German ID verification start-up expands to Manchester

Roger Tyrzyk

A German identification verification business is expanding its UK presence by opening a Manchester office.

IDnow, based in Munich, has taken space with WeWork at 1 St Peter’s Square in the centre of the city.

A team of three will be based there – once lockdown measures allow – but head of UK sales, Roger Tyrzyk, said that could increase to 10 or 12 staff in the next two to three years.

IDnow is a start-up venture, but already numbers BP, Macropay and the UK government among the latest to explore its AI and video identity software.

Talks are taking place with the Government about creating “immunity passports” for people who have recovered from COVID-19.

The deal could see IDnow’s technology used to determine how recently someone has been tested and whether they can return to work.

IDnow has secured deals with some major UK companies, among them several FTSE 250 companies such as BP and GVC, as well as Macropay, Holvi and Allied Irish Banks.

Its technology offers a comprehensive suite of checks.

The use of video identity verification software will, first, confirm the document that the person is using is valid and, secondly, will enable a short interview to be conducted with the person in real time by an IDnow operator.

The system can check identity documents, even including documents incorporating a hologram. A 3D-selfie is also part of the verification process.

AI-based technology can check all security features on ID documents, enabling the identities of more than seven billion customers from 193 different countries to be verified.

Since launching in the UK with a London office in November last year following a $40m financing round, IDnow has seen enormous demand from organisations for its AI-based product AutoIdent.

In particular, it has seen increased demand from regulated sectors such as finance and gaming.

As these industries face increased regulatory pressure, IDnow’s expert knowledge of German regulation, which is considered one of the most highly-regulated markets globally, has become critical.

“Thanks to the reliability of our German technology and given it has to adhere to the BaFin regulations, the highest standards in the industry, we are attracting leading players in the UK’s gaming and financial services sectors looking for compliant and steadfast identity verification services,” said Mr Tyrzyk.

By opening in Manchester the company is competing with established players in the sector, such as GB Group and Experian who both employ hundreds of staff at their respective Chester operations.

But Mr Tyrzyk said, as a start-up, IDnow is more responsive: “We are more agile and quicker when it comes to innovation.”

He added: “Identity verification is now a high growth market – especially during the current crisis when digital products are in higher demand than ever before.

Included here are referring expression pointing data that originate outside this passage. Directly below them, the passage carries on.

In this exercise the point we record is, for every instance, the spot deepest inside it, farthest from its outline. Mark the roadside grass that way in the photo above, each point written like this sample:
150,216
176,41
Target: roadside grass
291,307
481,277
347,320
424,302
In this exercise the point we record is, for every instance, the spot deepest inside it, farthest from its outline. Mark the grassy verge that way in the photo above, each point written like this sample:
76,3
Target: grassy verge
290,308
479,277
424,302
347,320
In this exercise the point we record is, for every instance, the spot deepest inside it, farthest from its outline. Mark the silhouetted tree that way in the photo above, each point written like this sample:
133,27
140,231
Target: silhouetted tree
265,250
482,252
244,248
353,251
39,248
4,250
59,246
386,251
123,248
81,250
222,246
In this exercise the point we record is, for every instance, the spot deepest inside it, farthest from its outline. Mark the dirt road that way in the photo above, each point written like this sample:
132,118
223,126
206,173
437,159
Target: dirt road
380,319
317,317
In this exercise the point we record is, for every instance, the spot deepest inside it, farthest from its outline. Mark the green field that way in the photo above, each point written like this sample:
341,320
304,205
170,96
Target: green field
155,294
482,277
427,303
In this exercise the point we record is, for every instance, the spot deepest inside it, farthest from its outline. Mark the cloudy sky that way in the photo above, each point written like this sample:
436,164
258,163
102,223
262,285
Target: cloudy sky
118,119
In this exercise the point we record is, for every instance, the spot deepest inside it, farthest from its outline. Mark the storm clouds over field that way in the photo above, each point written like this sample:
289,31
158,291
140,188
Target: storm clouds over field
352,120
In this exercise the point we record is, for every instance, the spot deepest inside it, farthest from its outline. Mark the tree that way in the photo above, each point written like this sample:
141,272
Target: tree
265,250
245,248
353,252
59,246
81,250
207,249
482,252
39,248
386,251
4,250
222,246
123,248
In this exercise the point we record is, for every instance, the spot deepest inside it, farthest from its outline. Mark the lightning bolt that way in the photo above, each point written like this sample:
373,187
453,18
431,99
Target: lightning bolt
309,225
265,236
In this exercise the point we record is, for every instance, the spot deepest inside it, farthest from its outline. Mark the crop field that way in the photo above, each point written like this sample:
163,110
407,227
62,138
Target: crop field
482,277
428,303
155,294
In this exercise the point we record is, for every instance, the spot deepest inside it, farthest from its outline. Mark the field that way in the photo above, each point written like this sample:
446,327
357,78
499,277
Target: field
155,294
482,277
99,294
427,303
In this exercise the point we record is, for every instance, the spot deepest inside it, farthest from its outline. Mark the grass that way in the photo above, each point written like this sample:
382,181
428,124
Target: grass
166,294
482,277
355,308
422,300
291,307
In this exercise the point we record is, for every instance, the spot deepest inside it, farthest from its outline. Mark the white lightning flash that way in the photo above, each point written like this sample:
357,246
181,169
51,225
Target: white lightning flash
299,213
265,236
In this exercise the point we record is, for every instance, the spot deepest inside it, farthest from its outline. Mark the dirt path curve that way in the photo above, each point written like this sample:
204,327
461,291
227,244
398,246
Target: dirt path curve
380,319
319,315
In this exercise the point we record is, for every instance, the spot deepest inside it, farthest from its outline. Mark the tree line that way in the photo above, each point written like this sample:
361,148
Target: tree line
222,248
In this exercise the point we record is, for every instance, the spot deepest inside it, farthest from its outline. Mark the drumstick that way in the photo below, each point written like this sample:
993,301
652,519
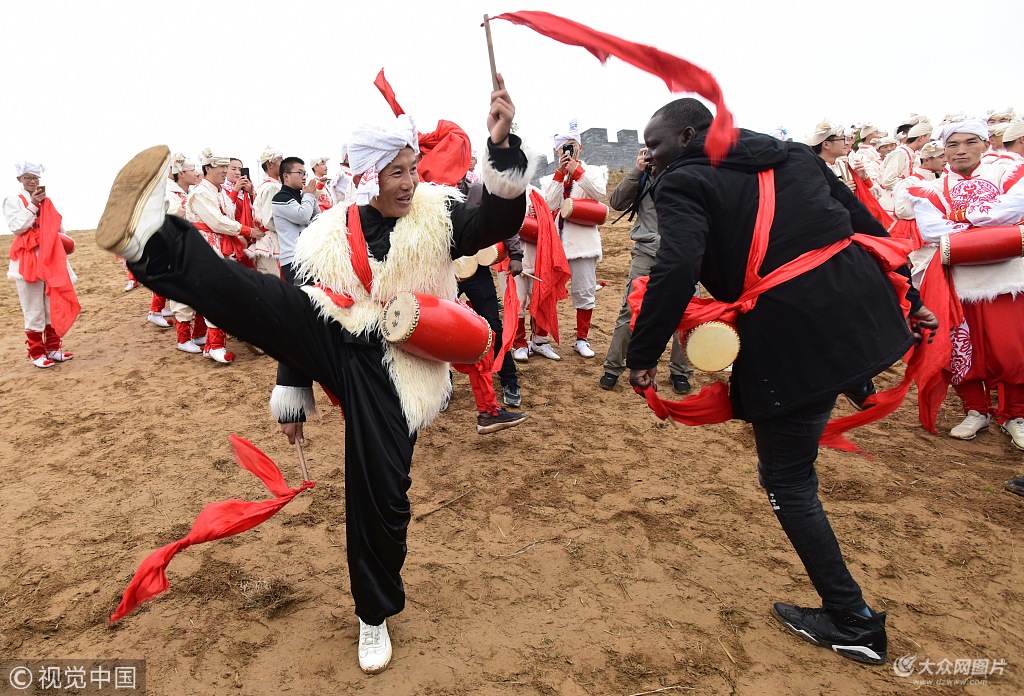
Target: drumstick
302,462
491,52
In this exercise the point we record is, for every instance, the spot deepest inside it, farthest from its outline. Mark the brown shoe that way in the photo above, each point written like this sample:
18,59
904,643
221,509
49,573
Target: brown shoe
135,207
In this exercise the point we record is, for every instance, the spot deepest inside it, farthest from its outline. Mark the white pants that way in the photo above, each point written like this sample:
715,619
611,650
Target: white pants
584,283
35,304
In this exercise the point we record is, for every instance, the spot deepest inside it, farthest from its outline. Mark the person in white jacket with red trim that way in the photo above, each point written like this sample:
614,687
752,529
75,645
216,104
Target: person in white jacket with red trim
576,179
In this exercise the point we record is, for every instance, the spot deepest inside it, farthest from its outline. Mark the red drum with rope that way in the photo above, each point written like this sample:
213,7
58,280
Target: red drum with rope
585,211
529,229
982,245
436,329
491,255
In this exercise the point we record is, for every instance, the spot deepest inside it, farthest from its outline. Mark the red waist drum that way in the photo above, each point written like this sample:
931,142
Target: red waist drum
528,230
435,329
585,211
982,245
491,255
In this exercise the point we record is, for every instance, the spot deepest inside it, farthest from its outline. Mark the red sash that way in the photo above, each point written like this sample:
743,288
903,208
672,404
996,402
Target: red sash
41,256
713,404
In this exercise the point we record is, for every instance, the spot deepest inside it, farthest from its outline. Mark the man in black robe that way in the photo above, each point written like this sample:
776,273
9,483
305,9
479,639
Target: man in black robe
806,341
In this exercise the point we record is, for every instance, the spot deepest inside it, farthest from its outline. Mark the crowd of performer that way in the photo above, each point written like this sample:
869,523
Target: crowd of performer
352,240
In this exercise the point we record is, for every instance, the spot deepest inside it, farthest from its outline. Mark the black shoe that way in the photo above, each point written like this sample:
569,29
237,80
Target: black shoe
1016,485
485,423
681,384
511,395
852,636
858,395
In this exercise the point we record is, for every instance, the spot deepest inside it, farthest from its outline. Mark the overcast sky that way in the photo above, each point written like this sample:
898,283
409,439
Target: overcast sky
92,83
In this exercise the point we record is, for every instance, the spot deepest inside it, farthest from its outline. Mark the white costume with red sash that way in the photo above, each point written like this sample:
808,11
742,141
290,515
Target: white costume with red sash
987,345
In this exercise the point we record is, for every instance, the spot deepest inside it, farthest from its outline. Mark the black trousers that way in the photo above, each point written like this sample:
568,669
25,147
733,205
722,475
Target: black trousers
479,289
282,319
786,448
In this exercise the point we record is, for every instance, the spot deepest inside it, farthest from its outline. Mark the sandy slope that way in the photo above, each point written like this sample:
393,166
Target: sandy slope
591,551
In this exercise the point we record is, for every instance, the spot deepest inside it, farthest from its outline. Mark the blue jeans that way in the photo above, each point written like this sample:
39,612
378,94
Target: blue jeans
786,448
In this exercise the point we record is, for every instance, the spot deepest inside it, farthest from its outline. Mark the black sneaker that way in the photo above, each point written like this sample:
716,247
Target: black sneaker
858,395
681,384
485,423
1016,485
511,395
852,636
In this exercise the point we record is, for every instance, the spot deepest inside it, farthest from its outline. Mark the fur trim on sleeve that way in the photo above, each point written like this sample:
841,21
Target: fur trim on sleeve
510,183
290,404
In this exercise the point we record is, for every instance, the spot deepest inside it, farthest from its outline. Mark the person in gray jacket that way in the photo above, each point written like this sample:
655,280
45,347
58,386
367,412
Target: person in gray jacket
634,193
294,208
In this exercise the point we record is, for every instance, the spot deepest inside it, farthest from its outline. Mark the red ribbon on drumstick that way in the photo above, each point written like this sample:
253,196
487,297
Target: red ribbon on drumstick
216,521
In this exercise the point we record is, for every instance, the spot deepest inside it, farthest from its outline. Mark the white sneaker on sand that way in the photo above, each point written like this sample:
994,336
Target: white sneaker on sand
158,319
545,350
375,648
583,347
970,426
1015,429
135,207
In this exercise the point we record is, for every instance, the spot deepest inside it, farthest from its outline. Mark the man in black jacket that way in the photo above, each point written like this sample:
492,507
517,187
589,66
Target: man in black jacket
804,342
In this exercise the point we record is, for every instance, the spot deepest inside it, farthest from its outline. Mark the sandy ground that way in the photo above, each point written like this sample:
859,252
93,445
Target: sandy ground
591,551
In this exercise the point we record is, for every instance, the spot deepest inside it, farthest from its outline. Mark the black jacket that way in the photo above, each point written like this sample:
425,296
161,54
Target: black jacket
822,332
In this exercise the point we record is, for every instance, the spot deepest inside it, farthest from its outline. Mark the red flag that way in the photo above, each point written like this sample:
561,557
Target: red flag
551,266
49,264
217,520
679,75
382,84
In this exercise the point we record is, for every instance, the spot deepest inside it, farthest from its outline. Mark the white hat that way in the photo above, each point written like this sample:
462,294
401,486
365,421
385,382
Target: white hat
931,148
920,129
270,154
24,168
1014,131
208,159
974,126
822,132
179,164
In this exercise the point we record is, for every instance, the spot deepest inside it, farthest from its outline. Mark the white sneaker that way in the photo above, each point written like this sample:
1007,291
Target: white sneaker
969,427
545,349
583,347
157,318
1015,429
375,648
136,206
218,354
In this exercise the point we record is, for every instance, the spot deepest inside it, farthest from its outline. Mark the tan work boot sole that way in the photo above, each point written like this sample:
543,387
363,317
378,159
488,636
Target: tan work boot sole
131,189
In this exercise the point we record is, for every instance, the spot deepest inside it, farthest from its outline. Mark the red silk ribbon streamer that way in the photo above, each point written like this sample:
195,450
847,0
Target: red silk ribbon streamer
551,266
679,75
41,256
385,87
216,521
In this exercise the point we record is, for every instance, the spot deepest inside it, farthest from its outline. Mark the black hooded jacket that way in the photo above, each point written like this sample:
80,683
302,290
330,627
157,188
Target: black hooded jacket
828,330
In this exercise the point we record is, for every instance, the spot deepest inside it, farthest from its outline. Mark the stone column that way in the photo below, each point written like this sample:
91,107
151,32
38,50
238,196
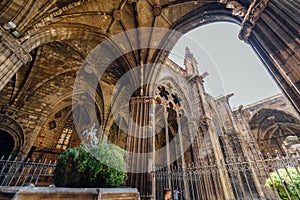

“The current requirements from the UK government allows us to play to our strengths in creating innovative technology to support this vital strategy. The impact of the current pandemic has shown the important role digital identity verification can play in helping the UK get back on its feet.

“We expect a new normal after the pandemic, so anticipate further growth as people adjust to the new digital ways of working and living.

“In fact, it will soon become the norm in all kinds of different industries as they look to use secure video-base identity verification products to onboard customers or to perform electronic signatures.”